The change in Buddy was tremendous. He went from a lethargic dog who didn’t know how to play to a pup who loved chasing his yellow stick in the park. When we took him to the beach, he dove into the ocean to swim. I photoshopped a before-and-after photo of Buddy to show off like a proud parent. He looked younger, happier, and slimmer. My friend Darren joked that if they had a dog version of The Biggest Loser, Buddy would be the star.

After we moved to the Bay Area in 2010 for Brendan’s work, I persuaded Brendan to adopt a Pug from a local rescue group. I loved Pugs’ big dog personality in a little dog body. We found Bessie, a nine-year-old blind Pug who had been abandoned at a vet’s office. She had several litters before she was dumped.

I had no idea what was in store for me.

First, Buddy wasn’t too pleased about sharing his two favorite people with another dog.
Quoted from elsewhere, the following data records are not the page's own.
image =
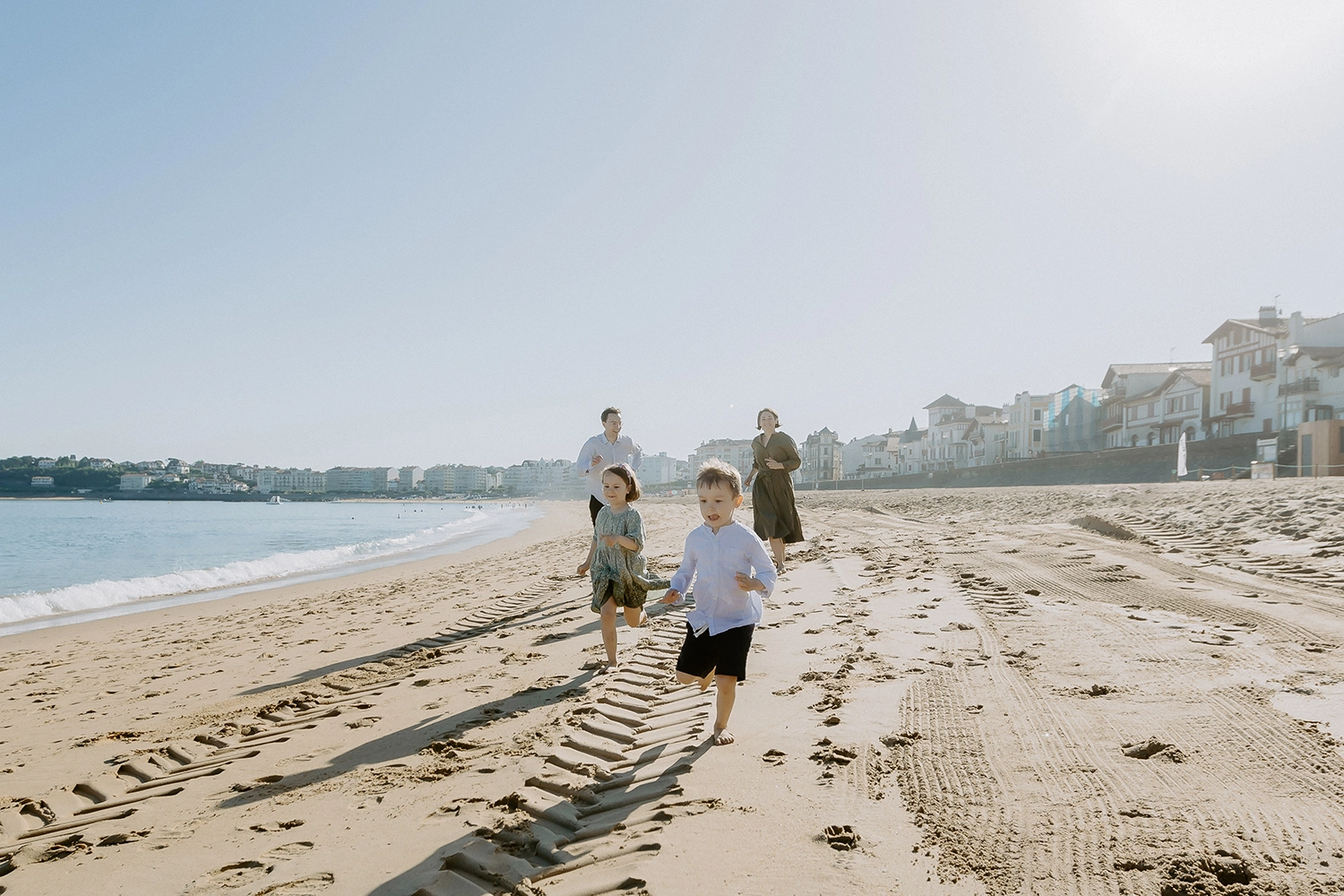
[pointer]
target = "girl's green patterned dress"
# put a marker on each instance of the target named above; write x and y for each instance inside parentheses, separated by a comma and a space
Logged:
(620, 573)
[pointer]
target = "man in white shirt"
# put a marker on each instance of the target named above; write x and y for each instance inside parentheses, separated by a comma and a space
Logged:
(602, 452)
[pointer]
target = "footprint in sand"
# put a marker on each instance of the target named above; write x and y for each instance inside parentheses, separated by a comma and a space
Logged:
(289, 850)
(841, 837)
(228, 877)
(301, 887)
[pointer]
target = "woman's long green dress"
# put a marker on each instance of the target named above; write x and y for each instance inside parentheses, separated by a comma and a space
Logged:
(771, 490)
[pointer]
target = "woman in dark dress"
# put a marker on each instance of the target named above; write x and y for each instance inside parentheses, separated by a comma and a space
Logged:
(771, 487)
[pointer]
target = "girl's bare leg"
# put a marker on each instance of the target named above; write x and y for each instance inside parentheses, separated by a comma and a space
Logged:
(728, 692)
(688, 678)
(609, 630)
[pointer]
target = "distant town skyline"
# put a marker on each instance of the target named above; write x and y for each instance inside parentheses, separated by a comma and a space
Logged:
(335, 234)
If Brendan was petting Bessie, Buddy would push his way to Brendan. I read countless articles online about how to help a blind dog—make lots of noise on walks, don’t move the furniture, and help them with stairs—but on our first walk together, Bessie bumped into me many times. The world became different. I had to be her seeing-eye human, looking out for curbs or street signs she could stumble in to.

She bumped into a lot of things—walls, furniture, people’s legs, and Buddy’s wagging tail. Brendan called her our furry Roomba. She liked to sleep in Buddy’s bed, much to his dismay, even though she had two of her own. True to Pug personalities, she was difficult and stubborn. She hated going on walks. But at night, she cuddled against my chest, snoring loudly as I pet her soft black ears. I fell in love with her hard.

We moved back to Los Angeles in 2013 and rented a house with a doggie door. Bessie, try as she might, had trouble using it. Undeterred, she kept trying every day. Instead of picking her up, I gave her encouragement. “You can do it, Bess!” I cheered as she’d attempt to hop through the door. Then, one day she made it all by herself. Her tenacious behavior taught me that if you want something, you can’t give up on your first try. Sometimes it takes a hundred attempts—a particularly helpful lesson when I was first learning to stand-up paddleboard. Even though I was nervous about balancing on a surfboard in a river and paddling forward, my companions reassured me that it was so easy. “No one ever falls,” they said. Except for me. I fell once, got up unsteadily, then promptly plunged back into the water. Clutching the board to my chest, I wanted to give up and sit on the sidelines, but like Bessie, I tried again. And this time I didn’t fall.

My friend Alina joked that I was the owner of the misfit toys. Much like the broken toys that no girl or boy would want in the classic Rudolph Christmas movie, my motley crew of a cat and two dogs were fixer uppers of the pet world. I struggled to be a good pet parent. Sometimes I got impatient with Bessie or angry when Buddy devoured a week’s worth of kibble when we weren’t home. But what I loved most about adopting these misfits was their ability to adapt. They could go through blindness, obesity, and being abandoned by previous owners—and still give unconditional love. I’m not perfect, but neither are my pets and I adore them for their imperfections.